학술논문

Quad division prototype selection-based k-nearest neighbor classifier for click fraud detection from highly skewed user click dataset
Document Type
article
Source
Engineering Science and Technology, an International Journal, Vol 28, Iss , Pp 101011- (2022)
Subject
Under-sampling
Fraudulent publishers
Nearest-neighbors
K-NN
Quad division
Class Imbalance
Engineering (General). Civil engineering (General)
TA1-2040
Language
English
ISSN
2215-0986
Abstract
In online advertising, the user-clicks dataset based fraudulent publishers’ classification models exhibit poor performance due to high skewness in class distribution of the publishers.
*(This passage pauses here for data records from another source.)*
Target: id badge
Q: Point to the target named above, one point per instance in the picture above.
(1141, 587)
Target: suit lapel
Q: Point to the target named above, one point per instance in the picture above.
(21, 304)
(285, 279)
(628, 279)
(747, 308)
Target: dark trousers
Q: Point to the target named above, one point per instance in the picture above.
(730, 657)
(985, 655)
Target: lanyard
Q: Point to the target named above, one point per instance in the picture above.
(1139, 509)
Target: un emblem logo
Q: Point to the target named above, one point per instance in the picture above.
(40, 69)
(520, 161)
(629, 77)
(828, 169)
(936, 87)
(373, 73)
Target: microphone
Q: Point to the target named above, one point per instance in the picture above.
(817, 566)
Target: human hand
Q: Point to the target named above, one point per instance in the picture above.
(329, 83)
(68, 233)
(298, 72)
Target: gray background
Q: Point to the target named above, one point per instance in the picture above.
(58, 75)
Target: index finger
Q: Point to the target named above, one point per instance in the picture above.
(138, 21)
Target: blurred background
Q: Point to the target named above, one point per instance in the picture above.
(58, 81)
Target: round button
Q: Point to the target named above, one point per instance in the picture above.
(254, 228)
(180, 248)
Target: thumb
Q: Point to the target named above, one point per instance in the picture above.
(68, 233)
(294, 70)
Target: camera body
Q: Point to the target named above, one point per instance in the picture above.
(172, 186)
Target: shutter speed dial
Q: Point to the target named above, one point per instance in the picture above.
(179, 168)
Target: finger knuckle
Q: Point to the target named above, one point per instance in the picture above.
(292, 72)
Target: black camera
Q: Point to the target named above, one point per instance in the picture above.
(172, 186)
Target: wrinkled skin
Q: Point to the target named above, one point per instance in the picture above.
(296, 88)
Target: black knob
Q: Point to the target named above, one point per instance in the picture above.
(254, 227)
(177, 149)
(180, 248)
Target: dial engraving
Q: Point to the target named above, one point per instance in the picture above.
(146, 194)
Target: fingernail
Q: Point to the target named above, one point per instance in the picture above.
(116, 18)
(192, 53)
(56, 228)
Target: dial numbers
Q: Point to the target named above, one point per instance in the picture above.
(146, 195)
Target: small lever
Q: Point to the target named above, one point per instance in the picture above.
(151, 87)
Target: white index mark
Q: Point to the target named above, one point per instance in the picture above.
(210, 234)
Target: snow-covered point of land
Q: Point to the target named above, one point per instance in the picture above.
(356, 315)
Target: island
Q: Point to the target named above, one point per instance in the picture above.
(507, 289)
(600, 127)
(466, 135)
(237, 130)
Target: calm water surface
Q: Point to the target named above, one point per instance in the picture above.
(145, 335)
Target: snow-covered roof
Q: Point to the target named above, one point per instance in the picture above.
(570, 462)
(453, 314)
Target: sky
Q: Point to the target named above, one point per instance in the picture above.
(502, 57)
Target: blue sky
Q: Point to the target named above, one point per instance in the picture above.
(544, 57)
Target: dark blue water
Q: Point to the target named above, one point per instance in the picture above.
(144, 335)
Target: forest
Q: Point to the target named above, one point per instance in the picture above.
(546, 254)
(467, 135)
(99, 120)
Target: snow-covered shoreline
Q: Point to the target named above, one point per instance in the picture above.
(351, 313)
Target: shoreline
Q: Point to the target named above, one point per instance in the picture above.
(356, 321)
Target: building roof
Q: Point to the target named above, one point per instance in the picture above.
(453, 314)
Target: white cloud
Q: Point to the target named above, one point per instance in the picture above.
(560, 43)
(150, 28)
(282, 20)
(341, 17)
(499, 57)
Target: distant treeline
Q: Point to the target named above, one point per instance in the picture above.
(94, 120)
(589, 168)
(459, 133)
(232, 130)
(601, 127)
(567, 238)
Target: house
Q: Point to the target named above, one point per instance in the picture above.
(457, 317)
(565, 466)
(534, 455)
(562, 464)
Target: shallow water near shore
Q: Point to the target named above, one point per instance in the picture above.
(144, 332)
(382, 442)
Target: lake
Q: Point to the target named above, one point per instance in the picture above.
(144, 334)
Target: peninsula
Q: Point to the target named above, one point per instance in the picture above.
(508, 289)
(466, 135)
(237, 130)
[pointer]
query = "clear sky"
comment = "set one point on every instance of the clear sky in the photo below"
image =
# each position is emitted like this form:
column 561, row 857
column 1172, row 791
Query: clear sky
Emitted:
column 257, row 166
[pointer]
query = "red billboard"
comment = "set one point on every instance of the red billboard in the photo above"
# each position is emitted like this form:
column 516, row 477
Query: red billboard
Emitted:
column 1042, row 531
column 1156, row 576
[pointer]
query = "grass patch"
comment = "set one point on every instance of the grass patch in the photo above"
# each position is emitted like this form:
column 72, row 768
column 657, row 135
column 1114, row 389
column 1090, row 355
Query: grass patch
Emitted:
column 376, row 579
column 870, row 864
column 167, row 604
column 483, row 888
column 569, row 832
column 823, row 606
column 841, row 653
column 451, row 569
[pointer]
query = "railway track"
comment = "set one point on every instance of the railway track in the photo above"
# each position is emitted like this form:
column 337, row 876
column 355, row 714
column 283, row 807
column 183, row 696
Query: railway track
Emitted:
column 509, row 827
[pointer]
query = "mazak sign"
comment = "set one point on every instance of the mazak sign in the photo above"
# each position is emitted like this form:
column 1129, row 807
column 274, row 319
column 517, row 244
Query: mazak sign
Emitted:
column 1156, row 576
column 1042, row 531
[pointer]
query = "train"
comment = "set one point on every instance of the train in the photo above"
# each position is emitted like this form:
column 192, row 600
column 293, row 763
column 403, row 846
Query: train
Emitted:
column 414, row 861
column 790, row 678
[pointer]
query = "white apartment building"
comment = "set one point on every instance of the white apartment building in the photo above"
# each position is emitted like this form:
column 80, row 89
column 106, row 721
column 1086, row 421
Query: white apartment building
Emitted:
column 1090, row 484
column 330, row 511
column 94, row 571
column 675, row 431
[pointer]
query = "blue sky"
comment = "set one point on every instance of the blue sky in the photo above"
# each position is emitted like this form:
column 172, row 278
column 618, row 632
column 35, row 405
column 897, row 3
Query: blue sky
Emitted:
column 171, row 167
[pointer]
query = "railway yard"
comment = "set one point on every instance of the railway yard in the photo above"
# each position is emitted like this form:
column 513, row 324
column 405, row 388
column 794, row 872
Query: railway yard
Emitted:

The nearest-neighbor based classification techniques are popularly used to reduce the impact of class skewness on performance. The Nearest-Neighbor techniques use Prototype Selection (PS) methods to select promising samples before classifying them for reducing the size of training data. Although Nearest-Neighbor techniques are simple to use and reduce the negative impact of the loss of potential information, they suffer from higher storage requirements and slower classification speed when applied on datasets with skewed class distributions. In this paper, we propose a Quad Division Prototype Selection-based k-Nearest Neighbor classifier (QDPSKNN) by introducing quad division method for handling uneven class distribution. The quad-division divides the data into four quartiles (groups) and performs controlled under-sampling for balancing class distribution. It reduces the size of the training dataset by selecting only the relevant prototypes in the form of nearest-neighbors. The performance of QDPSKNN is evaluated on Fraud Detection in Mobile Advertising (FDMA) user-click dataset and fifteen other benchmark imbalanced datasets to test its generalizing behaviour. The performance is also compared with one baseline model (k-NN) and four other prototype selection methods such as NearMiss-1, NearMiss-2, NearMiss-3, and Condensed Nearest-Neighbor. The results show improved classification performance with QDPSKNN in terms of precision, recall, f-measure, g-mean, reduction rate and execution time, compared to existing prototype selection methods in the classification of fraudulent publishers as well as on other benchmark imbalanced datasets. Wilcoxon signed ranked test is conducted to demonstrate significant differences amid QDPSKNN and state-of-the-art methods.